So far, U.S. policy for artificial intelligence has largely consisted of industry-led approaches like encouraging transparency, mitigating bias, promoting principles of ethics, and empowering people. These approaches are vital, but they are only half measures. To bring AI within the rule of law, lawmakers must start drawing substantive lines. In this talk, I will identify four AI regulatory approaches as half measures. First, transparency does not produce accountability on its own. Next, while mitigating bias in AI systems is critical, even unbiased systems are a threat to the vulnerable. Third, while “AI ethics” are important, they are a poor substitute for laws. Finally, empowering people in their individual choices misses the larger questions about the distribution of power and collective wellbeing. Instead of these half measures, lawmakers should reject the idea that AI systems are neutral and inevitable. When lawmakers go straight to putting up half-hearted guardrails, they fail to ask the existential question about whether some AI systems should exist at all. To avoid the mistakes of the past, lawmakers must make the hard calls. And AI half measures will certainly not be enough.
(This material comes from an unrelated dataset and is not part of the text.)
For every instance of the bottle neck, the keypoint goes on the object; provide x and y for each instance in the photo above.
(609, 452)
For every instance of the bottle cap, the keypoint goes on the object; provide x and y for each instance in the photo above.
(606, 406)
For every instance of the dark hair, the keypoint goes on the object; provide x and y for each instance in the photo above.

Professor Woodrow Hartzog is internationally recognized for his work in privacy and technology law. He has been influential in the debate over privacy and surveillance rules and in the creation and enforcement of information and technology laws. His publications focus on the complex problems that arise when people, organizations, and governments use powerful new technologies to collect, analyze, and share human information.
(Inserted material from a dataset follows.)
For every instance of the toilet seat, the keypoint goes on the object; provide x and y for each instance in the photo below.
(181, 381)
Professor Hartzog’s work has been published in numerous scholarly publications such as Yale Law Journal, Columbia Law Review, University of Chicago Law Review, California Law Review, Notre Dame Law Review, and Michigan Law Review, and popular national publications such as The Guardian, Wired, BBC, CNN, Bloomberg, New Scientist, Slate, The Atlantic, and The Nation. He has testified multiple times before Congress on data protection issues and served as a commissioner on the Massachusetts Special Commission on Facial Recognition. He is the author of "Privacy’s Blueprint: The Battle to Control the Design of New Technologies," (Harvard University Press, 2018) and the co-author of "Breached! Why Data Security Law Fails and How to Improve It," (Oxford University Press, 2022) with Daniel Solove.